Their next model up (model 400) doubles the size of everything the 300 model has but they do it in a way that sounds like you're getting a lot. The 400 model sells for about $3900 and only difference is it comes with an 80gb IDE hard drive. I kid you not people. And then to make the scam complete, they send you firmware updates about twice a month and each update they send you makes the unit go slower and slower and slower until it finally won't even respond. Think I'm kidding? We couldn't even log into our unit anymore without pulling the power cord and plugging it back in, and even then we only had about 5 minutes to do what we needed to until it locked up again. It would still deliver email, but we couldn't get into the web GUI to administer it after about 5 minutes.

These jokers at Barracuda even then have the nerve to offer an Instant Replacement program (IR) for $400 a year to make sure you always get a replacement if and when it goes out. We finally had enough and so we asked them if we could switch to a virtual unit or run the software ourselves. They didn't allow that for obvious reasons (it would mess with their master scam). Well now most competitors of theirs offer virtual devices, and are probably what most customers prefer because they can use their own hardware and be up and running right away. So finally Barracuda decided to offer a virtual appliance for it's customers. I'm sure their greedy / cheating executives had several meetings about how they were going to do this because it interfered with their master scam. This is what they came up with: Barracuda offers a virtual appliance but you have to pay $1500 a year for the subscription instead of the regular $699 that you pay when you have a hardware unit. Yes I'm dead serious. They try to claim that it's a different "solution" but that is total crap, it's the same exact thing. It is a TOTAL SCAM.

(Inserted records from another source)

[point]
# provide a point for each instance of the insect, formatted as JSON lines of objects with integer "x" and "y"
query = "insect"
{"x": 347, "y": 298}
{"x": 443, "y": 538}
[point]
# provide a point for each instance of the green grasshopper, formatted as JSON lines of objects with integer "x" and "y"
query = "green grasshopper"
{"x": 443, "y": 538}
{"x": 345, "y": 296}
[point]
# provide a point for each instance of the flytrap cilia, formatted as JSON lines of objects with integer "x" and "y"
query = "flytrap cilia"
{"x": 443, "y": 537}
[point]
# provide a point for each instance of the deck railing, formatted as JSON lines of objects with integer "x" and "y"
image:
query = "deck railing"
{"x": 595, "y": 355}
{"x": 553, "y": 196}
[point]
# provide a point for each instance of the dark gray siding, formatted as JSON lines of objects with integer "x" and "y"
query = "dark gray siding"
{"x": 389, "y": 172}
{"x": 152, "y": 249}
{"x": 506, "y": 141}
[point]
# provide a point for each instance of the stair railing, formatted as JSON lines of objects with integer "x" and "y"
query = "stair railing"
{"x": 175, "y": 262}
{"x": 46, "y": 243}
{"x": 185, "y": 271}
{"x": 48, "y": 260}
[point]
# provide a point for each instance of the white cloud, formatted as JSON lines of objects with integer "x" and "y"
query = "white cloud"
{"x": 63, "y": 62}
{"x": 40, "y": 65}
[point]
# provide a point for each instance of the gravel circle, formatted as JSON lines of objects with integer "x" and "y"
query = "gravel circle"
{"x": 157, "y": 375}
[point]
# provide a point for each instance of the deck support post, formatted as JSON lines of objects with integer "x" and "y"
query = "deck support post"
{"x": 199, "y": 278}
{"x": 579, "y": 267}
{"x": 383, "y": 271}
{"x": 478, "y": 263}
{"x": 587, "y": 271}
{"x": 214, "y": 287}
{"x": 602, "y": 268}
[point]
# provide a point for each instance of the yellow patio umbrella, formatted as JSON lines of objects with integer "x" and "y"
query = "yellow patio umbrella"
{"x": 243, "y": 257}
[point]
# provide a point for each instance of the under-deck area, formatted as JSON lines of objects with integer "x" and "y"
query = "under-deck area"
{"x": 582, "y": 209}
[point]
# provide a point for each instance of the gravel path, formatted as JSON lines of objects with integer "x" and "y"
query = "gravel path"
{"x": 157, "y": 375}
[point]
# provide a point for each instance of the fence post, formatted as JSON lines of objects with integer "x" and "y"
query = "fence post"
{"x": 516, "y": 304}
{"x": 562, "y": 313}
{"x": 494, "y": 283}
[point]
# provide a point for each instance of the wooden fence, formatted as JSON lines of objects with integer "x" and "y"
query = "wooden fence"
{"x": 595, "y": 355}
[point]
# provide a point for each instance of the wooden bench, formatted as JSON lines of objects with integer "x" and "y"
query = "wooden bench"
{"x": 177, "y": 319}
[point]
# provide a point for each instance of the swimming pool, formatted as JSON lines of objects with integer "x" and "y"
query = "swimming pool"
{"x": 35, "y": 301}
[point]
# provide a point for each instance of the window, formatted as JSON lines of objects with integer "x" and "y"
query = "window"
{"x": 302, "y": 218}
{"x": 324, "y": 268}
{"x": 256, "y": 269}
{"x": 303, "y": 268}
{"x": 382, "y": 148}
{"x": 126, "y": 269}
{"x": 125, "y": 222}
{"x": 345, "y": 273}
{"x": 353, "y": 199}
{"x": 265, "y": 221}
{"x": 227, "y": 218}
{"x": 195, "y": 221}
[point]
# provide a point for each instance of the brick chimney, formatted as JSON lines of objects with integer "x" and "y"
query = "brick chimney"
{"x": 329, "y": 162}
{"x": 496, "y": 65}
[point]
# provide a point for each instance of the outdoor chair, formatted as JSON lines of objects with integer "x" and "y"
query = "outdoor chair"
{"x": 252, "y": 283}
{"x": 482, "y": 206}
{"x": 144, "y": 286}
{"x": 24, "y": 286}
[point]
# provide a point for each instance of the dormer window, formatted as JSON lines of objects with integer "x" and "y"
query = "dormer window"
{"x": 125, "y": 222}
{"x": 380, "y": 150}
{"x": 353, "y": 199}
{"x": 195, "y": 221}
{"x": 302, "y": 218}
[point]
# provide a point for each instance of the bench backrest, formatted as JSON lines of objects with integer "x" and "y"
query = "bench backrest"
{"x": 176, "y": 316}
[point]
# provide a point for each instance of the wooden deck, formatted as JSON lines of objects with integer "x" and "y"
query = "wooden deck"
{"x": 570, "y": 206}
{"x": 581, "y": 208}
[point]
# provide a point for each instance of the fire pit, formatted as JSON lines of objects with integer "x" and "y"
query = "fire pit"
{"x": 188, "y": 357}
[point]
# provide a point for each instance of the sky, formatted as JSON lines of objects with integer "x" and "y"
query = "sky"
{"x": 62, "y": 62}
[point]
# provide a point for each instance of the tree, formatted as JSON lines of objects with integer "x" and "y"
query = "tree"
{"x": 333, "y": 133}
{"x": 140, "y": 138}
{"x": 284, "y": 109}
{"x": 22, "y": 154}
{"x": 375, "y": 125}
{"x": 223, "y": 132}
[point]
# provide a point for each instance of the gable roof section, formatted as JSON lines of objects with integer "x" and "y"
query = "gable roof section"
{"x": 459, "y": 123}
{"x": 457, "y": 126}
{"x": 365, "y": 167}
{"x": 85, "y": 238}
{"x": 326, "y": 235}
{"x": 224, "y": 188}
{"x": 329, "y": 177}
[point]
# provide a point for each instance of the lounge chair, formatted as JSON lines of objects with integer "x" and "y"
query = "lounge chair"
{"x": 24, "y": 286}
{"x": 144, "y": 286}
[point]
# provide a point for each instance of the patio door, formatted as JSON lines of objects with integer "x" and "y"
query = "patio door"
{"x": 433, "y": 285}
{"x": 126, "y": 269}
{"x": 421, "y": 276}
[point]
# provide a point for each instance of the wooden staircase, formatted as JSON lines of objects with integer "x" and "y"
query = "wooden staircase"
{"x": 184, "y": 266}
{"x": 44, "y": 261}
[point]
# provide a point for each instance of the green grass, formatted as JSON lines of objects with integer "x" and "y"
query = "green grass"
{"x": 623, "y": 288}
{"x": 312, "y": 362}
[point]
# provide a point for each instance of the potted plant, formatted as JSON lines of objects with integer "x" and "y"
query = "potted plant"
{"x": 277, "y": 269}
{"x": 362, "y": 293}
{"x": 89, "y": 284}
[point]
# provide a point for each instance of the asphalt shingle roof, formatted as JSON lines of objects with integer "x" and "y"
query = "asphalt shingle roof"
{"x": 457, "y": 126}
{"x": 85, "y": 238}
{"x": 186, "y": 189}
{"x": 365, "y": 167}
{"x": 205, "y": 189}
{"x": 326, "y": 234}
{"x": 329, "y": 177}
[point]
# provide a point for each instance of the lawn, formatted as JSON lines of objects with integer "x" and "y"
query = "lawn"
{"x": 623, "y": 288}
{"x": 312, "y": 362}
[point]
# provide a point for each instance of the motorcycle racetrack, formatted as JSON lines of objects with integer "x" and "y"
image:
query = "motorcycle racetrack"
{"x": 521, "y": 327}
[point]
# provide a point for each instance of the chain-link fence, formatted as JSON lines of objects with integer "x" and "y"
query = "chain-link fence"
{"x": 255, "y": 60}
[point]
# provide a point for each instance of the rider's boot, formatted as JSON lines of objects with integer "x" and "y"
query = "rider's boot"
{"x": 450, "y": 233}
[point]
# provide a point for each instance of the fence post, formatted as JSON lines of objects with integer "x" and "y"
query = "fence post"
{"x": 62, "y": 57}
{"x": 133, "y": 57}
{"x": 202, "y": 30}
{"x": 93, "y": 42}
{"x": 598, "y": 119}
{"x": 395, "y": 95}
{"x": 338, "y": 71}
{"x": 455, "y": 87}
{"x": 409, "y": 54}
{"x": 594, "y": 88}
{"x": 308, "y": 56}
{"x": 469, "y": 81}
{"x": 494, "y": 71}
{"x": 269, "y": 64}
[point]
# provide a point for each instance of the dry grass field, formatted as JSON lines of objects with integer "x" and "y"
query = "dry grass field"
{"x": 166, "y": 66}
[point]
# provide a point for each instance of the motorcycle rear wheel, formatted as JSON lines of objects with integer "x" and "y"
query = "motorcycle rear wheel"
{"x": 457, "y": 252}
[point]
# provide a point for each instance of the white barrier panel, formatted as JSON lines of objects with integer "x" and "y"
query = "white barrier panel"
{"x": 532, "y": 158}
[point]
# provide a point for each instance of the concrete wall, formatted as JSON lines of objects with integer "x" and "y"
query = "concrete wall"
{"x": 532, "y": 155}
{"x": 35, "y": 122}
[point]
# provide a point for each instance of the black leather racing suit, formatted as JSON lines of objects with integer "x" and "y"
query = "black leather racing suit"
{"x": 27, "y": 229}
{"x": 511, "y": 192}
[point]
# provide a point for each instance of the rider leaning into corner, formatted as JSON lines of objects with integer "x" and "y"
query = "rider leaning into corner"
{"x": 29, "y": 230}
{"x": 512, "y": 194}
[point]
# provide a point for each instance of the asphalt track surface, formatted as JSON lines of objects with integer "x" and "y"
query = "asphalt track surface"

Barracuda has really sunk to the lowest of low and they do it right in broad daylight. This is a disgrace to IT administrators everywhere because they think they can pull this over on you and we'll just take it. If you try to call them and confront them about it, you can tell right away that they have heard it many times before and just don't give a crap. Barracuda Networks are a two-bit scam artist company who has a great product but feels that isn't enough to rely on that they have to go the extra mile to squeeze every last dollar out of a customer by shady, deceptive and down right evil tactics. I've filed a notice to the US attorney general's office and the state attorney general's office of Texas and I hope you do the same.